The question is, do the Canadiens’ have enough mobility on their blueline? Due to the limited NHL experience of Mete, Reilly, and Juulsen, as well as having Shea Weber out for several months, the responsibility of being the anchor of the Habs blueline will again fall on the shoulders of Jeff Petry. Having four of six members of the defense capable of playing the style Richardson wants to employ is helpful, however none are what anyone could call a top-pair defender. This will have an effect on their overall effectiveness as they play above their experience or abilities.

Richardson stated his concern about the loss of Shea Weber and spoke to the excitement of the new direction of the team’s defensive scheme. 

“It’s a big concern, but it’s the time of the year that it gives you time to plan around it and worry about the guys who are able to play,” Richardson said. “There’s some great young players I’m looking forward to work with and I’ve done that quite a bit with Ottawa with the young players coming up and then in the American league in Binghamton for four years. So I’m real excited to work with some of the young players that are coming in. I know I saw Victor Mete play last year quite a bit in the world juniors and a little bit on TV, but not very much. But the puck-moving defenceman and guys like that nowadays is how the league’s built. So I’m looking forward to that.”

“There’s some great young players I’m looking forward to work with..”

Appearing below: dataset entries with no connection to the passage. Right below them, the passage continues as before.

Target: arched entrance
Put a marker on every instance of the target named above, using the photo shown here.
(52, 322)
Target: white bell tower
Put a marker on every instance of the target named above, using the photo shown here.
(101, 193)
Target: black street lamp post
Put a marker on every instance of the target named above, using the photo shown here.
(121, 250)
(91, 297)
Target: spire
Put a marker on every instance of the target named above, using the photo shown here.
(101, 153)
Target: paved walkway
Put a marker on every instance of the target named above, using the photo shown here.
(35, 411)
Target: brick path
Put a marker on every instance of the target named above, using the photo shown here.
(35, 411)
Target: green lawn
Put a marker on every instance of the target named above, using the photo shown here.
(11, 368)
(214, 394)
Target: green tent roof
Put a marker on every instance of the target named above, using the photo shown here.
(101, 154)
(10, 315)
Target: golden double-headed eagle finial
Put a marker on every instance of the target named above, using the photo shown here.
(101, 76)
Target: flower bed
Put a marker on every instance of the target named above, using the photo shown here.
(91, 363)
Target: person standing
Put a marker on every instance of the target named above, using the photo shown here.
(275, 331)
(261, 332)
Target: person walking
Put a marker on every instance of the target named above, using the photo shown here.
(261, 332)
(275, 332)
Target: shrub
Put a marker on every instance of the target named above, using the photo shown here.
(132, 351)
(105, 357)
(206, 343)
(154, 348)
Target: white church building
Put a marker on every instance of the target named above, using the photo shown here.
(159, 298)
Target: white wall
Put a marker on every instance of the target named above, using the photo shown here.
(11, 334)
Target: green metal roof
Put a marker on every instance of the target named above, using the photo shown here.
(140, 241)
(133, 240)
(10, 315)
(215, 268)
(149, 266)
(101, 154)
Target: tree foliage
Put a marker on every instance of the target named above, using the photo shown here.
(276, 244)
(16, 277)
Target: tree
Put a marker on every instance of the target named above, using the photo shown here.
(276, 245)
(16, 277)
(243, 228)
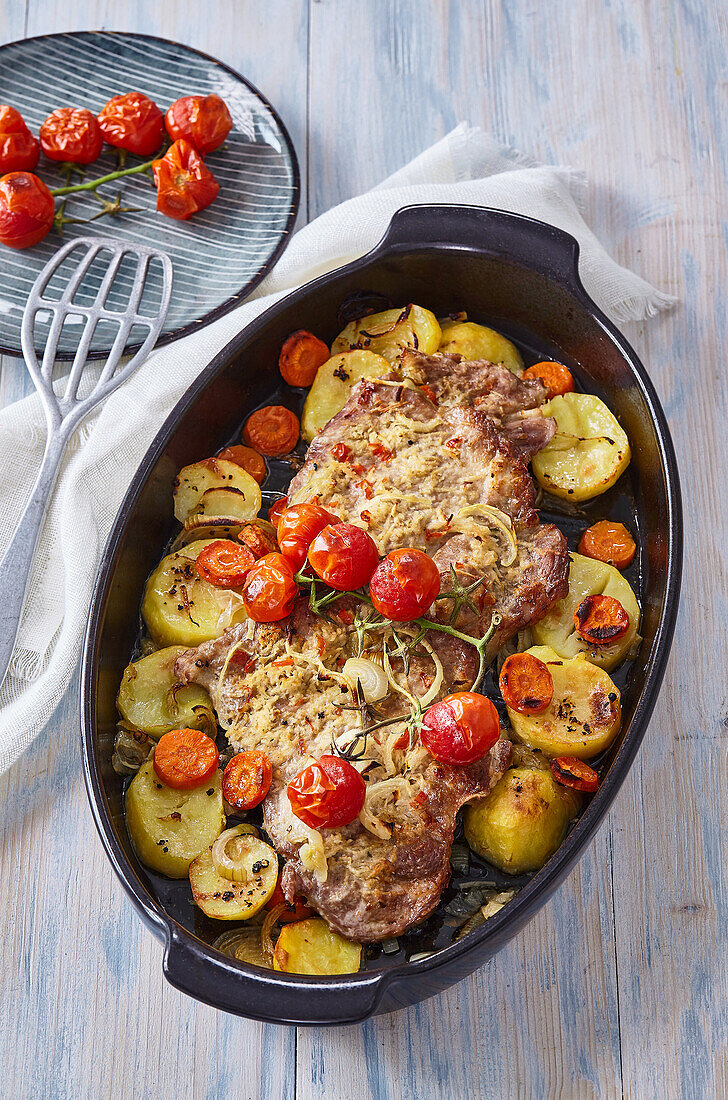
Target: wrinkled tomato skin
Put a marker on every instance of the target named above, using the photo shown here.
(269, 590)
(72, 134)
(327, 794)
(26, 210)
(19, 150)
(185, 185)
(343, 556)
(133, 122)
(297, 528)
(461, 728)
(404, 584)
(203, 121)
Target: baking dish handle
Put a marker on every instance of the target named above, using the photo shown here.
(278, 999)
(505, 234)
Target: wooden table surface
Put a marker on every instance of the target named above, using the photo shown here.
(619, 987)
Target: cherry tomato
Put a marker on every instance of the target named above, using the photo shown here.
(133, 122)
(201, 120)
(269, 590)
(185, 758)
(26, 209)
(460, 728)
(246, 780)
(72, 134)
(19, 149)
(185, 185)
(526, 683)
(297, 528)
(343, 556)
(404, 584)
(327, 794)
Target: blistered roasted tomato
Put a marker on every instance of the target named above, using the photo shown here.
(460, 728)
(201, 120)
(297, 528)
(404, 584)
(327, 794)
(72, 134)
(185, 185)
(269, 590)
(343, 556)
(19, 149)
(133, 122)
(26, 209)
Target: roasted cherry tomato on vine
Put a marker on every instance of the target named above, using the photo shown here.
(404, 584)
(460, 728)
(26, 210)
(327, 794)
(185, 185)
(569, 771)
(246, 779)
(72, 134)
(343, 556)
(185, 758)
(600, 619)
(526, 683)
(201, 120)
(19, 149)
(269, 590)
(224, 563)
(133, 122)
(297, 528)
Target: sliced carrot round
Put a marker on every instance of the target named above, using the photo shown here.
(300, 358)
(609, 542)
(224, 563)
(185, 758)
(556, 377)
(250, 460)
(526, 683)
(272, 430)
(600, 619)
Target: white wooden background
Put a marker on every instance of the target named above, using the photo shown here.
(619, 988)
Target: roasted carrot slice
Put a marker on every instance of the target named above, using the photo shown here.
(526, 683)
(600, 619)
(555, 376)
(250, 460)
(273, 430)
(185, 758)
(300, 358)
(610, 542)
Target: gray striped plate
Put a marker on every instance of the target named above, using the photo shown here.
(221, 253)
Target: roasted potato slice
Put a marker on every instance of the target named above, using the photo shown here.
(332, 384)
(588, 452)
(311, 947)
(169, 828)
(476, 341)
(584, 715)
(179, 608)
(388, 333)
(588, 576)
(152, 700)
(522, 821)
(195, 481)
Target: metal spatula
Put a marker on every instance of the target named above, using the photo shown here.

This season is clearly a transition season. While it is important for Montreal to focus on developing their own picks as part of the youth movement, some jobs will still be available to anyone willing to step up. There has been a flood of new defenders signed to the team at all levels and even a professional try out for Simon Despres. Those moves could cause a trickle-down effect for the depth defenders in Montreal and Laval that were not drafted by the team. They may end up being cast aside via trade or waiver.

This is where a healthy and focused Carey Price is needed most. When he is on his game, Price acts as a third defender, retrieving dump-ins, directing traffic in the defensive zone and making key saves. If he can return to his career average level of play it would be a significant improvement over last season, shaving approximately one goal-against per game off the team average last season. That alone would make the new edition of the Habs defence a much better squad than the one seen last October.

Regardless of how diligent the coaching staff is in preparing for a season opener without Weber, mistakes will be made by the defensemen that will form the 2018-19 edition. The responsibility to cover those errors will fall to Carey Price and Antti Niemi when he steps onto the ice. If Price is able to mask those errors, and Richardson can guide the defense into playing the style that is becoming the standard in the NHL, the defense will be much improved one from what was seen at the start of the last season.

Weber’s return will only help improve that defense even further. While it is highly likely to be improved from last season, it will need more time and likely a couple more additions before it can potentially become better than the defense of the 2016-17 season, where the Habs placed fourth in the NHL.